For her work, in 2019 she received the International Press Freedom Award from the Committee to Protect Journalists (CPJ). In 2017, she received the International Committee of the Red Cross (ICRC) Award. And in 2018, she received together with her team the King of Spain International Journalism Award and the V Petrobras Journalism Award.

She was reported from several conflict zones, such as Syria, Iraq, Libya, Afghanistan. She covered the 2014-2015 Ebola outbreak in Sierra Leone. She covered the 2020-2021 COVID-19 pandemic in Brazil, reporting from public hospitals and shelters. She is the author of the best-selling book "Máquina do Ódio - notas de uma repórter sobre fake news e violência digital", and "Lua de Mel em Kobane".

== Career ==
She has a degree in Journalism from USP and a Masters in Business and Economic Reporting from New York University, with a scholarship. She is the author of Lua de Mel em Kobane, a book published by Companhia das Letras e Índia She is the author of the best-selling book "Máquina do Ódio - notas de uma repórter sobre fake news e violência digital", and "Lua de mel em Kobane". She is a senior fellow at the Brazilian Center for International Relations (CEBRI).

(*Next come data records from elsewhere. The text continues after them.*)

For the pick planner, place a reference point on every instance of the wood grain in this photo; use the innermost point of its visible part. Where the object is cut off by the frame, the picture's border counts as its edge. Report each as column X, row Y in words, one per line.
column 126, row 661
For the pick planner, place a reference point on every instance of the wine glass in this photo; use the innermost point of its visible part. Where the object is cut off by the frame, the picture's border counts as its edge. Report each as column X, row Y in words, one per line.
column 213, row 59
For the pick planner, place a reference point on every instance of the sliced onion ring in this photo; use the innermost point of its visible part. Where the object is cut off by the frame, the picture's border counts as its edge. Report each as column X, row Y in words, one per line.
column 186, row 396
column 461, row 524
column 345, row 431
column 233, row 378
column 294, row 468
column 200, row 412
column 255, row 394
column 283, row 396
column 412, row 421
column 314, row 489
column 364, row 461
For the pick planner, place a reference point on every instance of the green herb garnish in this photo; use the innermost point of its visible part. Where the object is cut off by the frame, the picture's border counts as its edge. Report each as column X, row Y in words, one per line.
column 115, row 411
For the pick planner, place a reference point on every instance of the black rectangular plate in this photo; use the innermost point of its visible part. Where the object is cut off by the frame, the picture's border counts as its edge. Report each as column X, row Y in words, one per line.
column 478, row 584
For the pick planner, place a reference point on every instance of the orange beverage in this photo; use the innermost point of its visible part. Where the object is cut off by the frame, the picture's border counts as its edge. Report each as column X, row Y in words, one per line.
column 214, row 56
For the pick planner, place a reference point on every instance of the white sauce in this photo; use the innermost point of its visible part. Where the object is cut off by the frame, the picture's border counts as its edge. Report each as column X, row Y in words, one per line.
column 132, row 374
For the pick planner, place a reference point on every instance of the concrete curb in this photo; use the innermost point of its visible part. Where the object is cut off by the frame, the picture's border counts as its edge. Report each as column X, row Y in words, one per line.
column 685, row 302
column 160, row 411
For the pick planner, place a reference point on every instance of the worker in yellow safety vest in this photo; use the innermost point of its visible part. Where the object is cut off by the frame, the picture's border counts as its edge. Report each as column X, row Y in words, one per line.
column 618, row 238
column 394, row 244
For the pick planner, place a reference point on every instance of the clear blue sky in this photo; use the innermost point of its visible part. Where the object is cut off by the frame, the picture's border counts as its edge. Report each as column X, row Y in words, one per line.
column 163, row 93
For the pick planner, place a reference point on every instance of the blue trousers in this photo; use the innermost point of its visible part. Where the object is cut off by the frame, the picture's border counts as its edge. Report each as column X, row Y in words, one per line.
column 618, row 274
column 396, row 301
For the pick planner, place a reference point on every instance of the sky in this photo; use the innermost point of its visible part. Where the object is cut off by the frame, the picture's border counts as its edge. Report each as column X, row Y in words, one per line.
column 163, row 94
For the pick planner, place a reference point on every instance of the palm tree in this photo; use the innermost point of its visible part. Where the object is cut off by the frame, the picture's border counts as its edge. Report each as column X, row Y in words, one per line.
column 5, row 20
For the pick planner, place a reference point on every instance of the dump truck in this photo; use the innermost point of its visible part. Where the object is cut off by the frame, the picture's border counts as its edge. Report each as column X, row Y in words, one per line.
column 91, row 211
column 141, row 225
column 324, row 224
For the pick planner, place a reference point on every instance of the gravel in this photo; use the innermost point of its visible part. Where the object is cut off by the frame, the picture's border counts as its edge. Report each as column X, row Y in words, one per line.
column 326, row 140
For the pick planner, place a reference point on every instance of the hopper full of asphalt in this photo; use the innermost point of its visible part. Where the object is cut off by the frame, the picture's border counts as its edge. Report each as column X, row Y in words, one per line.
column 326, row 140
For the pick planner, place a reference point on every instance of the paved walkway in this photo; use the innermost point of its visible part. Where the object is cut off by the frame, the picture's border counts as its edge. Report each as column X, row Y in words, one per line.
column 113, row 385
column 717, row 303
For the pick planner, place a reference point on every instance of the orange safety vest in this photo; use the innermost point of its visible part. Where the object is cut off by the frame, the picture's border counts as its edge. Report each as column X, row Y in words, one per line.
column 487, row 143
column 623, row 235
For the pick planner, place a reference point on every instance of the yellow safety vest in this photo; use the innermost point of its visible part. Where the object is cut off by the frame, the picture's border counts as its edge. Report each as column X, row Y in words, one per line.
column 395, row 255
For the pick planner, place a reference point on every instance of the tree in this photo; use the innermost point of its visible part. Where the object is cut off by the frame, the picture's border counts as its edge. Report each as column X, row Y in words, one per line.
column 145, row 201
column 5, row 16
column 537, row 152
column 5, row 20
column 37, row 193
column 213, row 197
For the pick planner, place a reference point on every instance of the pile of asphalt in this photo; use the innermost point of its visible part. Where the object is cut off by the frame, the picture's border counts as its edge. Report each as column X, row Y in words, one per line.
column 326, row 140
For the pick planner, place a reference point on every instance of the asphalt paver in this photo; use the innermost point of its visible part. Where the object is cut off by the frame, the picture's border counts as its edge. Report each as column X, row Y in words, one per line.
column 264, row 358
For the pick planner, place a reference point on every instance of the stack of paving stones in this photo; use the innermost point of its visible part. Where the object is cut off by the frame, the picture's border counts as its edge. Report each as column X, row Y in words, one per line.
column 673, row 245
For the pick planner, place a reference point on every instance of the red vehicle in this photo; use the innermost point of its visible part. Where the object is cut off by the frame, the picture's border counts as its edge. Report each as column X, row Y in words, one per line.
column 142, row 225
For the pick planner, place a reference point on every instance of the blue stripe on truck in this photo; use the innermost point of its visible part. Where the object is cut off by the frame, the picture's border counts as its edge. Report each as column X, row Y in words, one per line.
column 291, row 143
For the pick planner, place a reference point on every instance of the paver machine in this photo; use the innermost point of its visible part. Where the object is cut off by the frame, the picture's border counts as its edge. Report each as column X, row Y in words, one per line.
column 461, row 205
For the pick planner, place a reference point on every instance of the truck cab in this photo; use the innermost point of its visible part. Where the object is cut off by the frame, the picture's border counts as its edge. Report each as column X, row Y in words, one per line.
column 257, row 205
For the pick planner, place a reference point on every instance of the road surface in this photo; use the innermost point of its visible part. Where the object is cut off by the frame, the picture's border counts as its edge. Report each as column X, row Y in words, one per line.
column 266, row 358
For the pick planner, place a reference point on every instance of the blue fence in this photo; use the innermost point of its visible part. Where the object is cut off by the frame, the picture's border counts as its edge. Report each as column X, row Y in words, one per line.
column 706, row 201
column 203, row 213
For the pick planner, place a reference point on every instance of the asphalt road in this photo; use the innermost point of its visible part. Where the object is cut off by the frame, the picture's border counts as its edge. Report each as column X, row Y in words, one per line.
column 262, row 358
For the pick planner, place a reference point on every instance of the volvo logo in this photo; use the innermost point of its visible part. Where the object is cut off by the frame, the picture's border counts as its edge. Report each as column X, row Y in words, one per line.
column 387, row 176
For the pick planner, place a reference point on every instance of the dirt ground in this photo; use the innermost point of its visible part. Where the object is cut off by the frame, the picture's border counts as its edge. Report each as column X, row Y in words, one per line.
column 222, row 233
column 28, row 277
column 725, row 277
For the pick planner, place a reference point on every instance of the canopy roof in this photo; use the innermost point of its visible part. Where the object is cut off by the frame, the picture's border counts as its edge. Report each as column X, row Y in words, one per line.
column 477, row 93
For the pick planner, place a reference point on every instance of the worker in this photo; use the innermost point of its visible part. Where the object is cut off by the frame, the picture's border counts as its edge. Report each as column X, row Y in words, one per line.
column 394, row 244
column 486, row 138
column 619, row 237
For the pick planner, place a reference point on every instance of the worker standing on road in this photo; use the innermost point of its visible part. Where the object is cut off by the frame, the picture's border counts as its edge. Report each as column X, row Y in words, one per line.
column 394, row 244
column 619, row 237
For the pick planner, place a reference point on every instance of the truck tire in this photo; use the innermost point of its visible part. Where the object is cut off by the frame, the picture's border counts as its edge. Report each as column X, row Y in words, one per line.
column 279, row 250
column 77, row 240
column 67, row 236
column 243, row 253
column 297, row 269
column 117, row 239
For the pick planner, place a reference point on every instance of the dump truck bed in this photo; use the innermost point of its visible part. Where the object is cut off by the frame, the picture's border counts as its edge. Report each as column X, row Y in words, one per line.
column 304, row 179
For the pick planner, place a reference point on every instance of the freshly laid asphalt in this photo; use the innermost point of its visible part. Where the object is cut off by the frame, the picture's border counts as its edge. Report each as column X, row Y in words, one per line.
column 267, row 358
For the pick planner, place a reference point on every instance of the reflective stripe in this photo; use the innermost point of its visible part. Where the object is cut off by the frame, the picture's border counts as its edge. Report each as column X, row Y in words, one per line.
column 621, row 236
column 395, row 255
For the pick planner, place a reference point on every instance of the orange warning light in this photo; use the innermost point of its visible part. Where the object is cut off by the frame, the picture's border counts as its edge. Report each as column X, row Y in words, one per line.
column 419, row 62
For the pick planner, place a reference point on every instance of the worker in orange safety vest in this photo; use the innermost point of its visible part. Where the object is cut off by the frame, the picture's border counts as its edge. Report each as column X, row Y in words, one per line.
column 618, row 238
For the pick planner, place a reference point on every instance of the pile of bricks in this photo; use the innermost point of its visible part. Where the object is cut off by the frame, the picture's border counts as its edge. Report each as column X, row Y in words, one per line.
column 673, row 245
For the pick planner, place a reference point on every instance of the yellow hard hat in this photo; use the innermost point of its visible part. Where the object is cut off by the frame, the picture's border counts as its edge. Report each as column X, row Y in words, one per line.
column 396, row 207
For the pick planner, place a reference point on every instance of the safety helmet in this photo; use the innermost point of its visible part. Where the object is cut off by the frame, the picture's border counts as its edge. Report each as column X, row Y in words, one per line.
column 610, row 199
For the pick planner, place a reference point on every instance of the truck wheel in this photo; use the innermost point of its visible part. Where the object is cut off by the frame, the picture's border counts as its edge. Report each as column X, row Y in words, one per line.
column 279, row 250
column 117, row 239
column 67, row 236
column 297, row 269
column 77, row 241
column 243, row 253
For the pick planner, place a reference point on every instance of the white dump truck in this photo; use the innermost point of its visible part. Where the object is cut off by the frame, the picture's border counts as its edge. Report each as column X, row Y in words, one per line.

== International coverage ==
From 2006 to 2010, she was a correspondent in Washington for the State of São Paulo. She covered the American economic crisis, the war in Afghanistan, the elections of 2008, 2012, 2016. At the White House, she interviewed President George W Bush. She also covered the attacks of 11 September 2001. She conceived the award-winning "World of Walls" project, a multimedia special about the migration crisis made in four continents.

She has been to Syria, Iraq, Turkey, Libya, Lebanon and Kenya several times reporting on refugees and the war. She was also the only Brazilian reporter who, in 2014 and 2015, covered the ebola epidemic in Sierra Leone.

=== 2018 Elections in Brazil ===
She gained prominence in the context of the 2018 presidential election in Brazil when she signed a report on alleged electoral crimes in the campaign of candidate Jair Bolsonaro. She published that there was illegal funding for the Bolsonaro campaign on social networks conducted by party entrepreneurs. For her report, she was the target of persecution and hate attacks. Subsequently, in response to a questioning by the Supreme Electoral Court, statements from major social networks claimed that the Bolsonaro campaign did not buy content boost. However, these same social networks refused to provide information on the financing of content boost by entrepreneurs and companies linked to Bolsonaro, the subject of the article by Mello. In June, she published two more reports on the use of WhatsApp during the elections, this time with foreign marketing agencies. In July, nine months after the opening of investigations into the illegal use of WhatsApp shots in the 2018 election, not a single suspect had been heard by the police. In September 2019, almost a year after the election campaign, WhatsApp admitted for the first time that the 2018 Brazilian election had illegal use of massive messaging, with automated systems hired from companies.

=== Case Jair Bolsonaro ===
On 18 February 2020, during an interview with a group of sympathizers in front of the Dawn Palace, Bolsonaro insulted the journalist with a sexual innuendo: "She wanted to give the scoop at any price against me."

The statement to CPMI to which the president referred was from Hans River do Rio Nascimento, who worked for Yacows, a company specializing in digital marketing, during the 2018 election campaign. Several parties and politicians and journalistic entities, who considered the speech an attack on democracy, repudiated the president's attitude.